Quizá el lugar más difícil para ser reconocida y respetada en la industria es el siempre monstruoso Hollywood, donde además de lidiar con la minimización de las capacidades de las mujeres desde cualquier escenario, está también el constate abuso de poder. En ese escenario, hay mujeres que actúan, que escriben y que producen y todas son reconocidas, sin embargo, el peldaño de la dirección sigue siendo un reto continuo. En ese sentido, Greta Gerwig es uno de los nombres más sonados. Puede que sus dos trabajos como realizadora no sean los más revolucionarios —Lady bird (2017) y Mujercitas (2019)—, pero la forma en la que ha abordado por un lado el campo de batalla que es la relación de madre e hija (adolescente) y la vuelta de tuerca del clásico de la literatura (y el cine mismo) es una bocanada de aire fresco para el cine comercial. Quizá el siguiente año, otras mujeres sean quienes encabecen las listas de super ventas en taquilla, de las nominadas en las grandes categorías o por qué no, quienes se llevan las alabanzas, las estatuillas, pero sobre todo el reconocimiento a casa.

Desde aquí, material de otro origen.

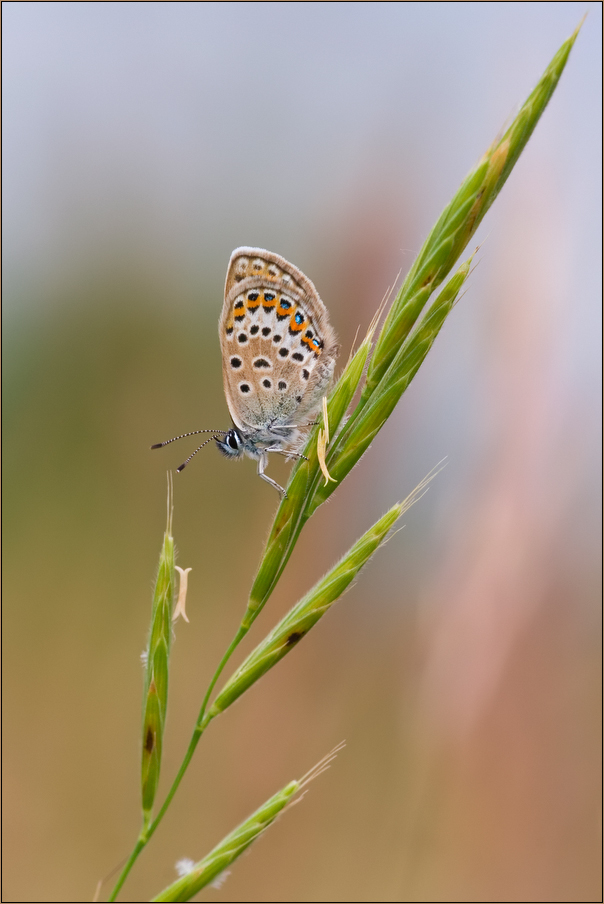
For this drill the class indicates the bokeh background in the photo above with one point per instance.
(142, 143)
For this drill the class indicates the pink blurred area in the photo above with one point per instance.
(142, 143)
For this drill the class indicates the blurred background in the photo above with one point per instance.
(142, 143)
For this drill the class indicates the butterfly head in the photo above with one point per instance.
(232, 444)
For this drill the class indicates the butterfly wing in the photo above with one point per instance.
(278, 347)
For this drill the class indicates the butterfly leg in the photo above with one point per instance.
(262, 462)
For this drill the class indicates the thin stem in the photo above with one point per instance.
(200, 726)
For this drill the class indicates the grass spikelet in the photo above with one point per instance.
(155, 695)
(312, 607)
(233, 845)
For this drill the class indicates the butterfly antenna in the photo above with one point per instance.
(182, 436)
(185, 463)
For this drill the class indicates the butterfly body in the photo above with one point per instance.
(278, 357)
(278, 354)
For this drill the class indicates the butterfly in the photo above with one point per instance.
(278, 357)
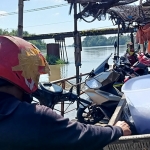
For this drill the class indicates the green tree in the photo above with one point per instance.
(38, 43)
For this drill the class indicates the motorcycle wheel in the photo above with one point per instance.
(89, 115)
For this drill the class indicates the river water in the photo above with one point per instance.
(91, 57)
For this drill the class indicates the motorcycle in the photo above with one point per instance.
(103, 95)
(49, 94)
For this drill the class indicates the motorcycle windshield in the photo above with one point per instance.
(93, 83)
(107, 77)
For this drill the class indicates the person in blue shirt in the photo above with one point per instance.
(26, 126)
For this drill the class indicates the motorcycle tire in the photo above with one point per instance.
(89, 115)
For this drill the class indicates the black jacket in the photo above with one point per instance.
(25, 126)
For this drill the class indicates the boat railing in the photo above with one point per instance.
(67, 84)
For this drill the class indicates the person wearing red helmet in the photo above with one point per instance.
(26, 126)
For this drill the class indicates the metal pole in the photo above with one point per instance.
(20, 18)
(118, 39)
(77, 49)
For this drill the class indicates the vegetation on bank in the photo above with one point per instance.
(38, 43)
(101, 40)
(53, 60)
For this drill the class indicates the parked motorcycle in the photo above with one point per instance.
(103, 95)
(50, 94)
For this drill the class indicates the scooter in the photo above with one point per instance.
(103, 95)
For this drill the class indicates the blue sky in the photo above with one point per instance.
(54, 20)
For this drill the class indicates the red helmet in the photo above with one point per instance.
(142, 58)
(21, 63)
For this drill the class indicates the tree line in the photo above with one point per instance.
(40, 44)
(101, 40)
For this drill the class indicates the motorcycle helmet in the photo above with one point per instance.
(144, 59)
(130, 48)
(21, 63)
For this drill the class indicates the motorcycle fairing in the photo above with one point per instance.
(99, 97)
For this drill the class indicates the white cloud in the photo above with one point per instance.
(58, 1)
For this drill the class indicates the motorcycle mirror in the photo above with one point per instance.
(93, 83)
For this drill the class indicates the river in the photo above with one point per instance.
(91, 57)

El cine nacional ha pasado por varias etapas creativas, unas más esplendorosas que otras, más bien decadentes. En el cine actual, destacan estas tres cineastas: Claudia Sainte-Luce, en cuya ópera prima Los insólitos peces gato (2013) hace un bello retrato de la confianza, la solidaridad y la empatía frente a desconocidos que se vuelven familia; en La caja vacía (2016) las vicisitudes familiares siguen presentes entre un ausente padre errante que a sus 60 años tendrá que convivir con una hija para la que resulta un completo extraño. No quiero dormir sola (2012) fue el primer largometraje de Natalia Beristain en el que la vida vacía de Amanda, quien suele tener encuentros sexuales casuales, cambia radicalmente cuando tiene que cuidar de su abuela enferma; con la cinta Los adioses (2018) regaló al mundo un retrato emotivo de la vida de la escritora chiapaneca Rosario Castellanos, cuya vida se debatió entre el feminismo que profesaba y el machismo que la sometía a puerta cerrada. Por último, con Las niñas bien (2018) Alejandra Márquez Abella se aventuró —con resultados favorecedores— a retratar a una clase alta mexicana de los años 80, que se aferró a mantener su estatus tras el estallido de la crisis económica de la época, desde la perspectiva de aquellas mujeres para las que su existencia depende de conservar su lugar en la élite social.